If you’ve got L-mount experience, what filter brands/models and hood options have you had the best real-world results with (especially for a ~67mm or ~77mm thread), and what would you skip?


5 Answers
12

Ok so… slim rings only really matter if you’re stacking or shooting ultrawide at 67mm—otherwise vignetting’s usually from the lens, not the filter. For CPL: B+W XS-Pro Kaesemann HTC MRC Nano Circular Polarizer 77mm = pricey but super neutral. Best value: Hoya HD3 Circular Polarizer 77mm. For VND, I’d skip cheap ones—color shifts are real; PolarPro Peter McKinnon Variable ND II 2-5 Stop 77mm is solid, NiSi True Color Variable ND 1-5 Stops 77mm is cleaner. Hoods: OEM if you can… 3rd-party fit can bind with filters.


11

Quick question — what’s your widest L lens + are you stacking CPL+VND, or running solo? That’s what decides slim-ring vs normal.

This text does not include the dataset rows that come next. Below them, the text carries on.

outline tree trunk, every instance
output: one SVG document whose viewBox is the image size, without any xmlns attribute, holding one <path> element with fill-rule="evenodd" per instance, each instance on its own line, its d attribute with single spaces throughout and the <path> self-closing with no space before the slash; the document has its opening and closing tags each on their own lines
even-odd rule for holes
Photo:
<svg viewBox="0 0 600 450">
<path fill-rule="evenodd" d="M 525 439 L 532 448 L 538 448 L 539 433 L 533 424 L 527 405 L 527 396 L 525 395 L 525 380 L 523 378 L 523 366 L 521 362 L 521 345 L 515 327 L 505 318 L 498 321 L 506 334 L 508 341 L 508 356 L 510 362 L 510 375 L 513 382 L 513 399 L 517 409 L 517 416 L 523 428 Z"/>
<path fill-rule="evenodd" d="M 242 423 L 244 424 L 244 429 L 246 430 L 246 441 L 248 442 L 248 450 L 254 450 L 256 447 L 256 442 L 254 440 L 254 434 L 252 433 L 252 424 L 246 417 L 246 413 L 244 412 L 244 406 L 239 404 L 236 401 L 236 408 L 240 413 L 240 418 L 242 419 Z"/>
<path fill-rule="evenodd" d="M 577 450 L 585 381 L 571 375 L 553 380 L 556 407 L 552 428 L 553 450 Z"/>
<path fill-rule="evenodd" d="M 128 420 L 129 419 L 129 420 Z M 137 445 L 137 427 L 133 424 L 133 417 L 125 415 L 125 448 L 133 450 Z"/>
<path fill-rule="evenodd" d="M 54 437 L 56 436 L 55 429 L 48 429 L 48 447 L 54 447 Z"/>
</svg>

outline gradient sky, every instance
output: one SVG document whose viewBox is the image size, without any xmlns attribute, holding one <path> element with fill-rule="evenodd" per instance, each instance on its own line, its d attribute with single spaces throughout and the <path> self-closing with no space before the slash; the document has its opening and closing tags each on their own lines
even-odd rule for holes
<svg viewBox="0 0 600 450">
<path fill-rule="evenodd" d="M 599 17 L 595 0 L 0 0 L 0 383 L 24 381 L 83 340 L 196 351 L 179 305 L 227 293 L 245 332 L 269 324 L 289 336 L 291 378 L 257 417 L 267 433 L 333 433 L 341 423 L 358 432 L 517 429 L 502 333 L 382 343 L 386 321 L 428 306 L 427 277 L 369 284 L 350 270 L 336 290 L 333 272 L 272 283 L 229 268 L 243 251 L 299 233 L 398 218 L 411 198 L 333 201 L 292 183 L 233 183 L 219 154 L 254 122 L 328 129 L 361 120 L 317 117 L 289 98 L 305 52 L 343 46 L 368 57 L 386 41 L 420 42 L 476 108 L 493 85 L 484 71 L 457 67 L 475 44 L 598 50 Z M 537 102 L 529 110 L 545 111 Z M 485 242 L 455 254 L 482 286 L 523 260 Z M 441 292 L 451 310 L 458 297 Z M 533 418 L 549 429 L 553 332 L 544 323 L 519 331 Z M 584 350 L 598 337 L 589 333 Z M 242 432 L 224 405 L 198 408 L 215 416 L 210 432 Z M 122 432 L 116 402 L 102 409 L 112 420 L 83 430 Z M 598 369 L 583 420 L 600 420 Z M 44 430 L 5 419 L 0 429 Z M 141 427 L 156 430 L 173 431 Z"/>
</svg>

- CPL: Breakthrough Photography X4 Circular Polarizer 77mm vs Nisi True Color CPL 77mm — both pretty neutral, less “surprise” tint.
- VND: PolarPro Peter McKinnon Variable ND 2-5 Stop 77mm vs Tiffen Variable ND 77mm — PolarPro tends to be safer on color, Tiffen can shift a bit.
- Hoods: OEM usually wins for flare + no binding; cheap 3rd-party can jam when you torque a filter. i feel u… been there lol


5

- Story time: I went through this last year building a tiny L-mount travel kit (mostly 67mm + one 77mm) and I ended up caring way more about “filter ring thickness + coatings” than the mount itself.
- Slim rings: on my wider lenses, slim *only* really mattered when I was stacking (CPL + ND) or using step-up rings. Single filter? honestly i couldnt see vignetting unless I was already near the lens’s natural corner shading. But stacking + wide = yeah, you’ll notice it.
- VND weirdness: I’ve had the classic magenta/green swing and the “X” pattern when pushing a VND toward the dark end. Not every brand does it the same, but in my experience the nicer cinema-ish brands (think Tiffen / PolarPro / NiSi) were just… less annoying. Still not perfect, so I started treating VND like “2–5 stops tool” and using a regular ND set for heavier stops.
- CPL: I’ve had good luck with B+W and Hoya for keeping contrast and not going funky at night. Cheap CPLs made streetlights look smeary, lol.
- Clear/protective: I stopped using them at night. More reflections/ghosting than I expected. Daytime travel, sure.
- Hoods: OEM hoods just fit better and don’t bind with filters as much. Third-party was fine for a beater lens, but flare control felt hit-or-miss.

good luck, i feel u on the accessory rabbit hole...


2

For your situation, I’d keep it simple. I’ve run L-mount (67/77mm stuff) for years and tbh slim CPL/ND rings *can* help on wider lenses, but only when you’re stacking filters or shooting super wide… otherwise it’s usually a non-issue. The bigger gotcha is VND color shift and the “X” pattern—imo that’s way more noticeable than a tiny vignette.

I’ve had the best luck sticking to solid mid/high-end filter brands like B+W, Hoya or Breakthrough for CPLs, and being picky with VNDs (some are amazing, some are GREEN/magenta city). Also, I mostly skip clear protectors unless I’m in sand/salt spray.

Hoods: OEM is safest for flare + no binding, but a decent third-party hood is usually fine if it locks tight. What lenses are you using?